Relatório revela uso de servidores Microsoft para vigiar milhões de palestinianos

A Microsoft cedeu capacidade da sua plataforma de nuvem Azure à Unidade 8200, serviço de informação militar de Israel, que terá armazenado e analisado milhões de chamadas de cidadãos da Cisjordânia e de Gaza. A informação resulta de uma investigação divulgada pelo jornal britânico The Guardian, baseada em fontes internas da tecnológica norte-americana e em militares israelitas.

Encontro decisivo em 2021

Segundo a investigação, o acordo foi delineado no final de 2021, quando Satya Nadella, presidente executivo da Microsoft, se reuniu em Telavive com Yossi Sariel, então comandante da Unidade 8200. O oficial pretendia transferir grandes volumes de dados classificados para a infraestrutura da Microsoft, com o objetivo de criar um sistema capaz de registar todas as comunicações telefónicas dos territórios palestinianos.

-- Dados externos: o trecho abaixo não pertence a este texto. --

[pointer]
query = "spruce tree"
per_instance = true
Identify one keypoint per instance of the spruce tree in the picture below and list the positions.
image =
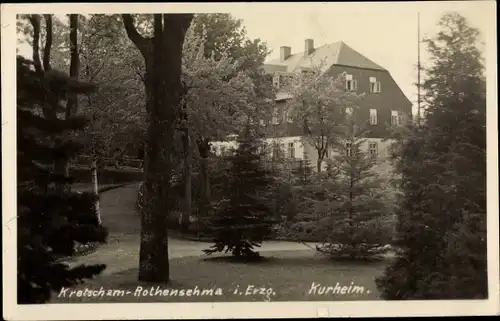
(354, 207)
(244, 219)
(442, 218)
(50, 220)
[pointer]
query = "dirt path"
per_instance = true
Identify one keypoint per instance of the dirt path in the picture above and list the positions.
(119, 214)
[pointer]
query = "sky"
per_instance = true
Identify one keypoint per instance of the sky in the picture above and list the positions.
(386, 33)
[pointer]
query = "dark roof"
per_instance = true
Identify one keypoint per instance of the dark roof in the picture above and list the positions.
(337, 53)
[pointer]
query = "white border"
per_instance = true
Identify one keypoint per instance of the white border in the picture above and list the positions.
(13, 311)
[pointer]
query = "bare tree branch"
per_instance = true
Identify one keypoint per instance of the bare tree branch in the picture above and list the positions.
(139, 41)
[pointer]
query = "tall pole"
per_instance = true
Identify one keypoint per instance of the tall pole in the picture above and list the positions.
(418, 68)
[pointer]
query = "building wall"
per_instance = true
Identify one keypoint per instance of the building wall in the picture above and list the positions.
(304, 148)
(391, 97)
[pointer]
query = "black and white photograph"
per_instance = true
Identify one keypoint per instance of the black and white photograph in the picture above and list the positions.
(249, 160)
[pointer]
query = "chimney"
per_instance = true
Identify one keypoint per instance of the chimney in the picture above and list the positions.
(309, 47)
(285, 52)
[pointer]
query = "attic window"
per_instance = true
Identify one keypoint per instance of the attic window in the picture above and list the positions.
(274, 120)
(396, 118)
(350, 83)
(374, 85)
(276, 81)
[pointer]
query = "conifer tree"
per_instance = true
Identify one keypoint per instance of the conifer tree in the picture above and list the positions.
(244, 218)
(354, 207)
(442, 218)
(50, 220)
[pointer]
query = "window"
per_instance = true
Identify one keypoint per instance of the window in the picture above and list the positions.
(374, 85)
(394, 117)
(291, 150)
(274, 121)
(350, 83)
(373, 117)
(286, 116)
(276, 81)
(348, 149)
(372, 148)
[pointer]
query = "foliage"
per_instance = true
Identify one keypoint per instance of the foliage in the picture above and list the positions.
(50, 220)
(243, 218)
(442, 217)
(116, 109)
(217, 97)
(319, 103)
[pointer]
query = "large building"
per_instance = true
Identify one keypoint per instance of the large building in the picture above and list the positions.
(383, 105)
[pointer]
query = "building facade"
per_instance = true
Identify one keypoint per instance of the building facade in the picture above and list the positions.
(383, 106)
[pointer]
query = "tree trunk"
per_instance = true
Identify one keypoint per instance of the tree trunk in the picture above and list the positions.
(163, 59)
(319, 162)
(62, 166)
(95, 189)
(188, 157)
(204, 150)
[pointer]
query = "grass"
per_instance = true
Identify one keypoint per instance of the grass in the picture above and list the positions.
(281, 276)
(288, 269)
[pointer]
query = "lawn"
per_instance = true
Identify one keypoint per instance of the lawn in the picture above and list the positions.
(281, 276)
(287, 272)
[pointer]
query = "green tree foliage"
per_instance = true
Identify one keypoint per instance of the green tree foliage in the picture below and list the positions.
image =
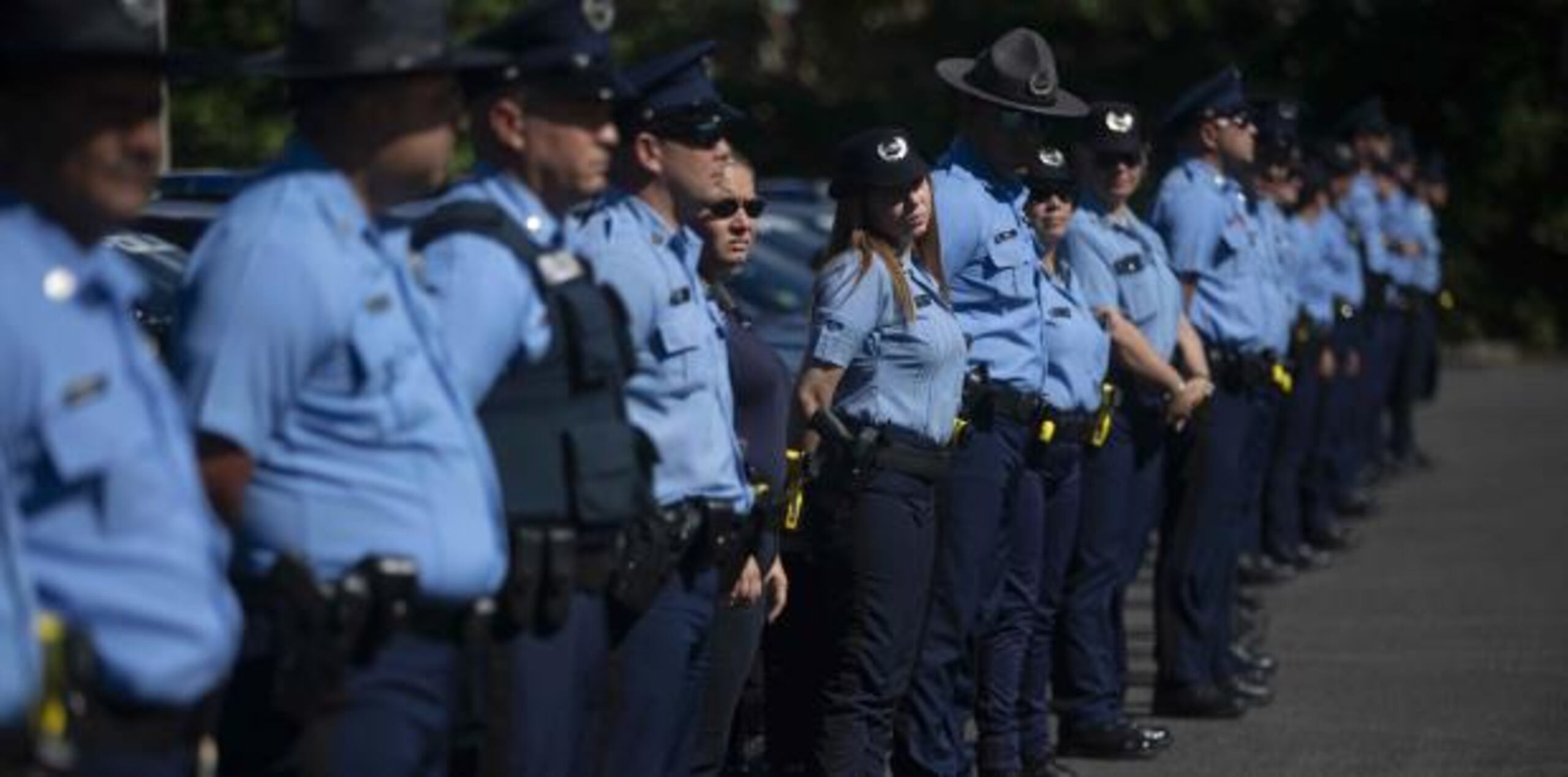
(1487, 82)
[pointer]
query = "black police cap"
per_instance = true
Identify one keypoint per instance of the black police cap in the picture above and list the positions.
(883, 157)
(353, 38)
(559, 46)
(1219, 94)
(59, 34)
(1114, 127)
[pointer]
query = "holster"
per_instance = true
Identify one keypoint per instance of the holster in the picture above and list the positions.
(653, 547)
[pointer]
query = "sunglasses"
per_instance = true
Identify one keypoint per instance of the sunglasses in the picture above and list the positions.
(728, 208)
(703, 132)
(1110, 161)
(1062, 192)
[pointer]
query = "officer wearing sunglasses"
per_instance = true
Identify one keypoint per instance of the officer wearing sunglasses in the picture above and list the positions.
(671, 162)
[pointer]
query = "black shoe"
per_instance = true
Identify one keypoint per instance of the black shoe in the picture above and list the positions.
(1117, 741)
(1255, 661)
(1199, 702)
(1261, 570)
(1046, 767)
(1250, 689)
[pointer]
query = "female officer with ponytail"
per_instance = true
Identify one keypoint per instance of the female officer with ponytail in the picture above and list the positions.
(878, 395)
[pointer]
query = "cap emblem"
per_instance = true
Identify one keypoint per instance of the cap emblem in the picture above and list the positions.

Fontes presentes nas negociações indicam que Nadella participou nos minutos finais do encontro. Registos internos consultados pelo jornal mostram, porém, que o líder da empresa manifestou apoio à proposta israelita, vista em Redmond como oportunidade “altamente lucrativa” para o serviço Azure.

Sistema em funcionamento desde 2022

O programa entrou em operação no início de 2022. De acordo com militares que trabalharam no projeto, todos os telefonemas efectuados diariamente por residentes de Gaza e da Cisjordânia foram gravados, carregados para a nuvem e mantidos, em regra, durante um mês. Um algoritmo classificava o conteúdo das chamadas e das mensagens de texto, atribuindo níveis de risco consoante a presença de palavras-chave relacionadas com armas ou atentados.

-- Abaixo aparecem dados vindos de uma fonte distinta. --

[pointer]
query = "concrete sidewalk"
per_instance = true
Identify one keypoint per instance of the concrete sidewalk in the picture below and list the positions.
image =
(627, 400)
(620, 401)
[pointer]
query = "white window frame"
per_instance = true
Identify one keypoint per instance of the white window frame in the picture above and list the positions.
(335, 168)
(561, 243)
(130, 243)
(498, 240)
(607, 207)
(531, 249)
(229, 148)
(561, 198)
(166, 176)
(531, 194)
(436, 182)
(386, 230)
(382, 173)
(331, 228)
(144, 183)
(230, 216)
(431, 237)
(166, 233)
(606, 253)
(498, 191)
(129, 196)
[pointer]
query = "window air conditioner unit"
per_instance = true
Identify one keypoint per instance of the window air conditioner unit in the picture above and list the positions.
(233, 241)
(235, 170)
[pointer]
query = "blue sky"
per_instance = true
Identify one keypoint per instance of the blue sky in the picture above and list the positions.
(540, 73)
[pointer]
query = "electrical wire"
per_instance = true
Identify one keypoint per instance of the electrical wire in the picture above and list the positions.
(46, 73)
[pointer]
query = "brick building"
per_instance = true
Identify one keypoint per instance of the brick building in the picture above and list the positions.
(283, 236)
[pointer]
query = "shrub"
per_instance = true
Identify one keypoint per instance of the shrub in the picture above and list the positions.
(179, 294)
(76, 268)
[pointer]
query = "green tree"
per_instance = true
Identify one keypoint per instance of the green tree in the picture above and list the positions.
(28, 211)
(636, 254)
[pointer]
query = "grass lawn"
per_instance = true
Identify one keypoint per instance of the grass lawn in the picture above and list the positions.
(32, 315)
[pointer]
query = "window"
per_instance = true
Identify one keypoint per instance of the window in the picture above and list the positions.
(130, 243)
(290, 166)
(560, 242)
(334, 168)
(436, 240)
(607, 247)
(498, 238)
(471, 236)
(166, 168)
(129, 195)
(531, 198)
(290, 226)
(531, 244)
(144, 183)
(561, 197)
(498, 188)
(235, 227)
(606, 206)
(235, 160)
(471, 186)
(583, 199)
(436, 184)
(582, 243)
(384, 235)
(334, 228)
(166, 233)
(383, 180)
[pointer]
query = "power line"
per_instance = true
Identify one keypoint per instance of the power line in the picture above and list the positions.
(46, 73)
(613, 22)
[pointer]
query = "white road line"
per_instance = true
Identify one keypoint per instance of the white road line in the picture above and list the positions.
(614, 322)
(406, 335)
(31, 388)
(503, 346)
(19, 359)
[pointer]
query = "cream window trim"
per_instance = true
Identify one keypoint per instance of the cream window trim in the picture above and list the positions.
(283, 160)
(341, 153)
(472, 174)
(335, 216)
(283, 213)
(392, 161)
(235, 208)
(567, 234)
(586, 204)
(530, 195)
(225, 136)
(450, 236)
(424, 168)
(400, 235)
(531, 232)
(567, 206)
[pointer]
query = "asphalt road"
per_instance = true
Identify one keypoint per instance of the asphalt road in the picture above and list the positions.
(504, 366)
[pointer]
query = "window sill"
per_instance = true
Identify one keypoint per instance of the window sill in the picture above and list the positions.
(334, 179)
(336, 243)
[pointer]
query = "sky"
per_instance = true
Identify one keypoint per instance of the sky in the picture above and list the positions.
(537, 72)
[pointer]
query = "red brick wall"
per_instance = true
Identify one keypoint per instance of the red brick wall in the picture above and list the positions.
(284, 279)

Documentos internos referem a designação noisy messages (“mensagens com ruído”) e apontam que, em julho de 2025, só nos centros de dados da Microsoft nos Países Baixos existiam cerca de 11 500 terabytes de registos de áudio – equivalente a aproximadamente 200 milhões de horas de escutas. A Unidade 8200 planeava migrar até 70 % do seu arquivo para servidores Azure.

Silêncio dentro da empresa

Colaboradores da Microsoft envolvidos foram aconselhados a não mencionar a Unidade 8200 em comunicações internas. Quando os técnicos israelitas alertaram que a capacidade de armazenamento estava a esgotar-se, os engenheiros de Redmond terão percebido a verdadeira escala da operação. Ainda assim, não há registo de contestação formal.

Resultados e falhas

Fontes militares alegam que a vigilância ajudou a impedir ataques contra forças israelitas. Todavia, não evitou a ofensiva do Hamas, em 2023, que resultou em mais de mil mortos e 240 raptados. Na sequência desse falhanço, Yossi Sariel demitiu-se do comando da Unidade 8200 em 2024, assumindo responsabilidade pelo insucesso da inteligência.

Reações de Israel e da Microsoft

Contactadas pelo jornal, as Forças de Defesa de Israel confirmaram a cooperação com empresas privadas, sublinhando que todas as actividades “estão sujeitas a supervisão legal” e cumprem o direito internacional. A Microsoft, por seu lado, declarou desconhecer o teor dos dados depositados pela Unidade 8200 e afirmou que a parceria visa proteger Israel de ciberataques conduzidos por Estados ou organizações terroristas.

O porta-voz da empresa assegurou que Nadella não discutiu qualquer transferência maciça de dados durante a reunião de 2021. Contudo, a documentação citada pelo The Guardian indica o contrário, sugerindo que a direção da gigante tecnológica tinha conhecimento, pelo menos parcial, do projeto de vigilância.

Dimensão e implicações

A operação descrita representa uma das maiores intervenções de uma entidade privada em esforços de espionagem de Estado através da nuvem. O caso coloca em causa os mecanismos de controlo sobre plataformas comerciais que gerem dados sensíveis e reabre o debate sobre o papel das grandes tecnológicas em conflitos armados.

A Microsoft é atualmente o segundo maior fornecedor mundial de serviços de nuvem. A extensão do alegado programa, as contradições entre os intervenientes e o volume de dados recolhidos intensificam a discussão sobre a responsabilidade das empresas na utilização dos seus recursos para fins militares ou de vigilância em larga escala.